Terminologia etc.

Terminologia, localizzazione, traduzione e altre considerazioni linguistiche

Ammissioni ospedaliere

Titolo di notizia:Gran Bretagna, Boris Johnson in ospedale per il coronavirus. Ammesso in un ospedale di Londra “in via precauzionale” per sottoporsi ad alcuni “esami medici”.

5 aprile 2020: le condizioni di salute Boris Johnson, affetto da COVID-19, si sono aggravate al punto da richiedere il trasferimento in ospedale.

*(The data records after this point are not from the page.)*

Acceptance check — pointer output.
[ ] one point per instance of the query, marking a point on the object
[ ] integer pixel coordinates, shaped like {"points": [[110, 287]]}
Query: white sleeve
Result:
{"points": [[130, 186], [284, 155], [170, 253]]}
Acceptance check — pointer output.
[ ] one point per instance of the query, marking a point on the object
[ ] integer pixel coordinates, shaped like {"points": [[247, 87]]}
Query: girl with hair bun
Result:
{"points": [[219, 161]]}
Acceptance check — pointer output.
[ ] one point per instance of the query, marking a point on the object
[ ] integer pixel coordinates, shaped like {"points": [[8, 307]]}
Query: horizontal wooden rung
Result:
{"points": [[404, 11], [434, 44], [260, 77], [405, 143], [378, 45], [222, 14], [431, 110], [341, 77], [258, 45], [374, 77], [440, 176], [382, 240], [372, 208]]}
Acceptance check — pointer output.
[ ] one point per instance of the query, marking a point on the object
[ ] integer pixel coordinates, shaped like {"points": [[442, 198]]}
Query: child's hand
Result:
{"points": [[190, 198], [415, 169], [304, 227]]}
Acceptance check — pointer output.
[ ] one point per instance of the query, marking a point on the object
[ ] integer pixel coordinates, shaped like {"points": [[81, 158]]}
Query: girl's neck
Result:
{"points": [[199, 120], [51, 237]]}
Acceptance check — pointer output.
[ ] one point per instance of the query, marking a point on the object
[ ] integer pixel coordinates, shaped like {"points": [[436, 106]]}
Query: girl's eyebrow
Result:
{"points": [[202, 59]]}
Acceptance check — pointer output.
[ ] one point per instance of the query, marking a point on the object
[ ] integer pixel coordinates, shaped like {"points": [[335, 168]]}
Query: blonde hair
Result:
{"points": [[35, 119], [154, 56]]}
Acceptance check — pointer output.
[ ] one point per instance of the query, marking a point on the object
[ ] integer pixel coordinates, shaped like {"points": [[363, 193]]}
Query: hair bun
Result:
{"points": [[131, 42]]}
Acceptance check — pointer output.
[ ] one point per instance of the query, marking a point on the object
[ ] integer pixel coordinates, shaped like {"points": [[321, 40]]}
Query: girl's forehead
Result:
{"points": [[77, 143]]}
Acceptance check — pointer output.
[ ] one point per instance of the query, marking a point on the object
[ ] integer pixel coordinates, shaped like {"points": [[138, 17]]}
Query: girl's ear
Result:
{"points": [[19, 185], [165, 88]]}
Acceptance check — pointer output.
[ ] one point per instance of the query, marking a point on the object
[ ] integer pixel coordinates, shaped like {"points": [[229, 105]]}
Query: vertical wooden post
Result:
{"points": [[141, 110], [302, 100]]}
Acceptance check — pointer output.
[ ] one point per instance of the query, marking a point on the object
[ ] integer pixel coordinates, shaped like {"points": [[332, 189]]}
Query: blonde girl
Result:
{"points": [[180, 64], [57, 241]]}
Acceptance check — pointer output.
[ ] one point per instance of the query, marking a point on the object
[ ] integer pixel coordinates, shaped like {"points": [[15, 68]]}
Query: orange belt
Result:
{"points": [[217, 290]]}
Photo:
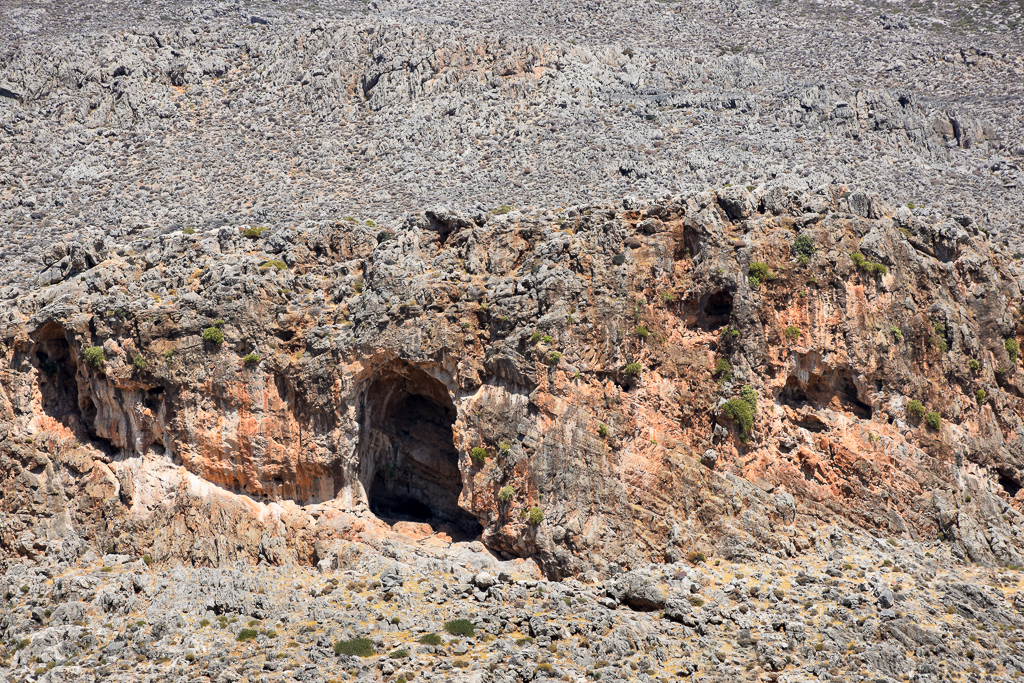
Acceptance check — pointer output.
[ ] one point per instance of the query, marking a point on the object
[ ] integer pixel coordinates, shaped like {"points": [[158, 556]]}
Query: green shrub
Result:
{"points": [[742, 410], [506, 495], [869, 267], [803, 246], [750, 395], [759, 272], [213, 335], [94, 356], [356, 647], [915, 408], [460, 627], [535, 516]]}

Nel dare la notizia vari media italiani sono incappati in un falso amico: il verbo admit (to hospital) è stato tradotto erroneamente con ammettere anziché ricoverare.

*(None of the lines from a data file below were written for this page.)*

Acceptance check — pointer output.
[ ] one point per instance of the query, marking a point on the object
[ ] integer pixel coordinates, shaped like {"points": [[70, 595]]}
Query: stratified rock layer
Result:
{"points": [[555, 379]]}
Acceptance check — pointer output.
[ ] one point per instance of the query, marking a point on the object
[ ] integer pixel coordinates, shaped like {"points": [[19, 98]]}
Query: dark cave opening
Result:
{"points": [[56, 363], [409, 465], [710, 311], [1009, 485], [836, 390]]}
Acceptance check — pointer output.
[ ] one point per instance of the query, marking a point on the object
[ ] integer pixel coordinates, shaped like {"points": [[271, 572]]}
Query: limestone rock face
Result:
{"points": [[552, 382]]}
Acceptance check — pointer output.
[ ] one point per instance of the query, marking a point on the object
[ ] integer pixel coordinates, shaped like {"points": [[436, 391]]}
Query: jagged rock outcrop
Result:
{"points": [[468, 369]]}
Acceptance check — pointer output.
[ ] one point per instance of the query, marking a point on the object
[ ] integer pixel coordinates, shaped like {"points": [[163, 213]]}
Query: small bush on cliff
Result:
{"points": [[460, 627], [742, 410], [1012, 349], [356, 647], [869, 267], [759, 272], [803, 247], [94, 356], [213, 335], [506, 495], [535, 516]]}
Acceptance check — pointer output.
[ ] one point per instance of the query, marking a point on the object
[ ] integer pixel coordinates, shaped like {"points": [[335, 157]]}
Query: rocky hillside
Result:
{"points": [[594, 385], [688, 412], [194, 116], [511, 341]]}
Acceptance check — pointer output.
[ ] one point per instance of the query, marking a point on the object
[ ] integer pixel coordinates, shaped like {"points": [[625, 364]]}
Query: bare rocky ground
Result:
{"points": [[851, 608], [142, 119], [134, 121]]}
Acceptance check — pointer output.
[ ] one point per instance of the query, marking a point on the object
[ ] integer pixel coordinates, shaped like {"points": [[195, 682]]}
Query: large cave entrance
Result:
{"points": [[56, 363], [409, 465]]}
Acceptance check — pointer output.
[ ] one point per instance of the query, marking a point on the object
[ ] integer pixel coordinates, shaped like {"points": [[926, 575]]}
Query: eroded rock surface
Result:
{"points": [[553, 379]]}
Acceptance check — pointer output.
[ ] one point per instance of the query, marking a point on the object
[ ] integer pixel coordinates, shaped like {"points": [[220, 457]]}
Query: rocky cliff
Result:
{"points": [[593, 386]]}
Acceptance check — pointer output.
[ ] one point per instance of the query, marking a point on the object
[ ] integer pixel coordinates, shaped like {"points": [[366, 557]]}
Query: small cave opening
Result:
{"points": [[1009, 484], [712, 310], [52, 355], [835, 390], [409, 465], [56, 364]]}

tweet BBC: “UK Prime Minister Boris Johnson admitted to hospital for tests, 10 days after testing positive for coronavirus” tweet CNN: “UK Prime Minister Boris Johnson was admitted to the hospital for precautionary tests. He has already tested positive for coronavirus”

La notizia in inglese fa anche notare un dettaglio grammaticale che differenzia l’inglese britannico (esempio della BBC) dall’inglese americano (esempio della CNN) nell’uso dell’articolo con la parola hospital.

To (the) hospital

In inglese britannico si dice go to hospital, be taken o admitted to hospital, be in hospital, be discharged from hospital, senza articolo determinativo, se il riferimento è all’uso dei servizi sanitari di un ospedale che è la funzione principale dell’istituzione. Se invece ci si reca per altri motivi o si intende l’edificio, si usa l’articolo.

Esempi: 
Mary went to hospital to give birth  [Mary è una paziente]
John went to the hospital to visit his wife [John è un visitatore]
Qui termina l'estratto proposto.